Abstract

The integration of artificial intelligence (AI) and computer vision in prosthetic devices has revolutionized assistive technologies, enhancing mobility, adaptability, and user experience. AI-powered prosthetics rely on real-time sensor fusion, advanced machine learning algorithms, and edge computing to enable dynamic adaptation to user movements and environmental changes. Real-time processing, power efficiency, and computational optimization remain critical challenges in ensuring seamless prosthetic functionality. This chapter explores cutting-edge advancements in AI-driven computer vision techniques for prosthetic control, emphasizing real-time data processing, energy-efficient AI hardware, and sustainable power solutions. The role of edge AI in on-device processing is examined, enabling prosthetic systems to function independently with reduced latency and enhanced privacy. Sustainable power management strategies, including energy harvesting and wireless power transfer, are discussed to improve the longevity and usability of intelligent prosthetics. The chapter also highlights challenges in sensor data integration, computational resource constraints, and adaptive AI modeling, proposing innovative solutions to address these limitations. By leveraging AI-powered computer vision, real-time decision-making, and energy-efficient design, next-generation prosthetic devices can offer superior functionality, increased autonomy, and improved quality of life for users.  

Introduction

The integration of artificial intelligence (AI) and computer vision in prosthetic devices has transformed the field of assistive technology, offering unprecedented levels of functionality and adaptability [1]. Traditional prosthetic limbs, which relied on mechanical controls and limited sensory feedback, often failed to provide natural and intuitive movement [2]. AI-powered prosthetics, on the other hand, leverage advanced computational models and multimodal sensor fusion to enhance precision and responsiveness [3]. By incorporating real-time data processing from electromyography (EMG) sensors, inertial measurement units (IMUs), and high-resolution cameras, these intelligent systems can interpret user intent and execute movements with remarkable accuracy [4]. Achieving seamless real-time adaptation in AI-driven prosthetics remains a complex challenge due to computational constraints, latency issues, and the need for energy-efficient processing [5]. 

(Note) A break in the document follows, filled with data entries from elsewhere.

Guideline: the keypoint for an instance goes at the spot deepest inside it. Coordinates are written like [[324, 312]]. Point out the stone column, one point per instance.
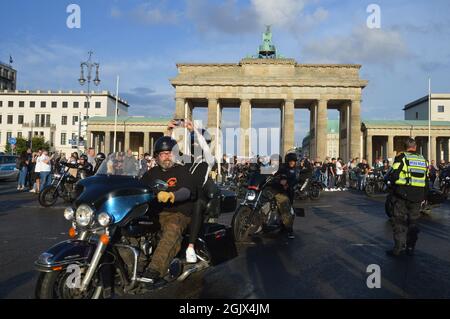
[[355, 129], [369, 150], [245, 125], [146, 142], [179, 108], [433, 149], [322, 129], [107, 142], [390, 147], [312, 131], [126, 142], [288, 128]]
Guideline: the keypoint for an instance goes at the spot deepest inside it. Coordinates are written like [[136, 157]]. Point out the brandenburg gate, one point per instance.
[[270, 81]]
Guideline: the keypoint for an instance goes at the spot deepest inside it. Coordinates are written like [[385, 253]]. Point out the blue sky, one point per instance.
[[143, 40]]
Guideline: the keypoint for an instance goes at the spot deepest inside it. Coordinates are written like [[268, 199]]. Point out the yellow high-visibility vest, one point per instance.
[[414, 170]]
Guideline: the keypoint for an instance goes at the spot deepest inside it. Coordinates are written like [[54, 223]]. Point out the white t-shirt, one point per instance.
[[43, 167], [339, 170]]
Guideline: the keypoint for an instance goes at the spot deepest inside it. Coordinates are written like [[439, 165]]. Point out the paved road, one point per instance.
[[339, 237]]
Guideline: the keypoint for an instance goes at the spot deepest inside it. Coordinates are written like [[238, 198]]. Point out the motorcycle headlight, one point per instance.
[[104, 219], [69, 213], [84, 215], [251, 195]]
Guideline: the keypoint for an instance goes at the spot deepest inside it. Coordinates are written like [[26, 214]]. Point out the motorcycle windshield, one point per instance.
[[119, 164]]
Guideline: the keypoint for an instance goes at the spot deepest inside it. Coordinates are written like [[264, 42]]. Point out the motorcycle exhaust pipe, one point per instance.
[[94, 263]]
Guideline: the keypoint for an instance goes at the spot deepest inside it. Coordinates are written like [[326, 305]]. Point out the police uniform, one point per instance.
[[409, 178]]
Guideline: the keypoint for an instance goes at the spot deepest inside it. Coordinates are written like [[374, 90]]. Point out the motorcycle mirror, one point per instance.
[[299, 212]]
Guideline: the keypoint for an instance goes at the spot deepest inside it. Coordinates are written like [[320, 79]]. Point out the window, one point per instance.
[[63, 138]]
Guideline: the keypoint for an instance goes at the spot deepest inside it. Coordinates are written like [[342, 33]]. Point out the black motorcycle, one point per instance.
[[444, 181], [375, 183], [114, 233], [309, 189], [62, 185], [258, 213]]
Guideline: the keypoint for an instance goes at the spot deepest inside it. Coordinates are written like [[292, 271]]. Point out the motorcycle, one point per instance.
[[309, 189], [115, 231], [258, 213], [375, 183], [62, 185], [444, 181]]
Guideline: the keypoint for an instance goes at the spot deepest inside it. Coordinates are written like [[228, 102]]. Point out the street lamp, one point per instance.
[[89, 65]]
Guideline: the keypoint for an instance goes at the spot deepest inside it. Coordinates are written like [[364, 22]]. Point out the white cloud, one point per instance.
[[362, 45]]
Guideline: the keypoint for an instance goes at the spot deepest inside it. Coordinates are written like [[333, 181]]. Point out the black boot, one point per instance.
[[152, 275]]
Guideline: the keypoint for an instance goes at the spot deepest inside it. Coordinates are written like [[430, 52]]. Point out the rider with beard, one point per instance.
[[174, 205], [200, 163], [283, 187]]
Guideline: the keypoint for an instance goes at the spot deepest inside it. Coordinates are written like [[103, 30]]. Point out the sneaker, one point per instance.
[[191, 256]]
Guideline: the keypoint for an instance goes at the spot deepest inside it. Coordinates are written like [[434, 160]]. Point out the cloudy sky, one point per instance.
[[143, 40]]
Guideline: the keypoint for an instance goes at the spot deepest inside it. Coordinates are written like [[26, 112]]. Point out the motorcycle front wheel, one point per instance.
[[242, 226], [48, 196], [314, 192], [53, 285]]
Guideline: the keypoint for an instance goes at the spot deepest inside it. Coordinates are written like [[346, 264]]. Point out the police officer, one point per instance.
[[409, 178], [174, 205]]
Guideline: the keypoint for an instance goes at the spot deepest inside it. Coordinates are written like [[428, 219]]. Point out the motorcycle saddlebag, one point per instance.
[[219, 241], [228, 201], [435, 197]]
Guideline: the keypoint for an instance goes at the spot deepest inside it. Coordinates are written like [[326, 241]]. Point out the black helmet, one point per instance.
[[290, 157], [100, 157], [164, 144], [204, 133]]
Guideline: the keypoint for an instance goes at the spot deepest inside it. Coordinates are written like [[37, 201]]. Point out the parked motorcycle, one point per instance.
[[258, 213], [114, 233], [62, 185], [375, 183], [309, 189]]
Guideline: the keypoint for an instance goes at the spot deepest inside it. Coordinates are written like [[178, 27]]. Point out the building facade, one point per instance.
[[332, 141], [135, 133], [385, 139], [268, 81], [54, 115], [418, 110], [8, 77]]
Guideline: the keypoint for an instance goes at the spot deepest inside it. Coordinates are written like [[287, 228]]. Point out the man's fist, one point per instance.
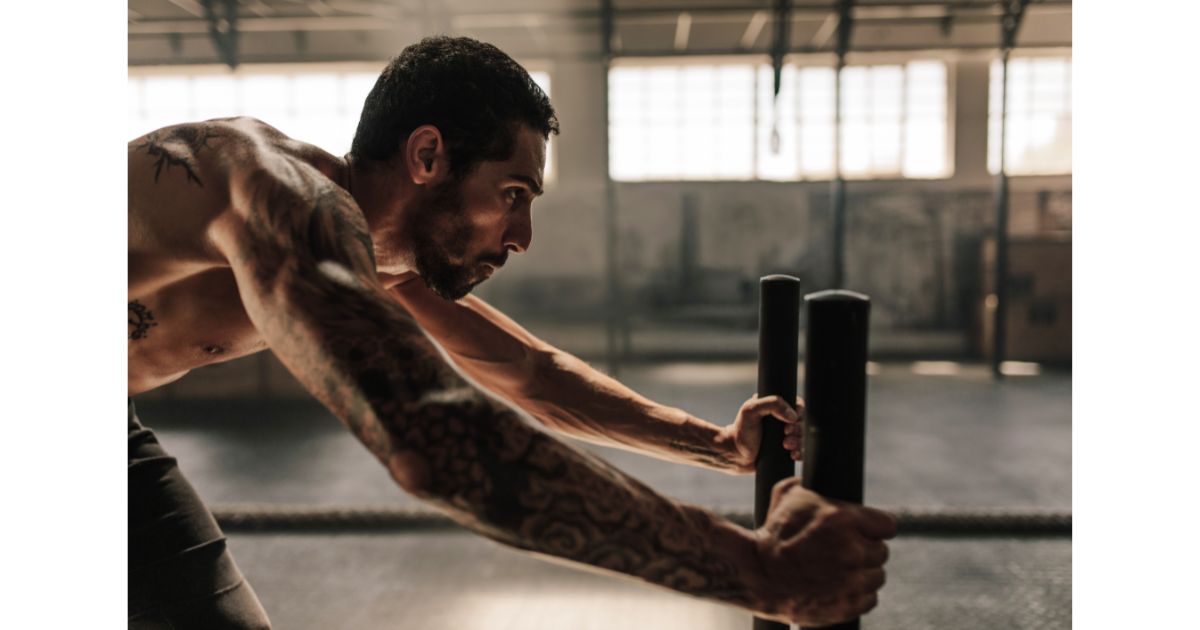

Real-time processing is a fundamental requirement for AI-powered prosthetics to ensure natural movement and user comfort [6]. Prosthetic devices must process vast amounts of sensory data in milliseconds to generate appropriate motor responses [7]. Delays in computation can lead to unnatural or sluggish movements, reducing the effectiveness of the prosthetic system [8]. To address this, edge AI implementations have gained prominence, enabling on-device processing with reduced latency and minimal reliance on cloud-based computations [9]. By deploying optimized deep learning models and neural network architectures such as long short-term memory (LSTM) networks and convolutional neural networks (CNNs), prosthetic devices can predict user intent and adjust movements instantaneously [10]. Despite these advancements, achieving a balance between computational speed and power consumption remains a key challenge in real-time AI processing [11].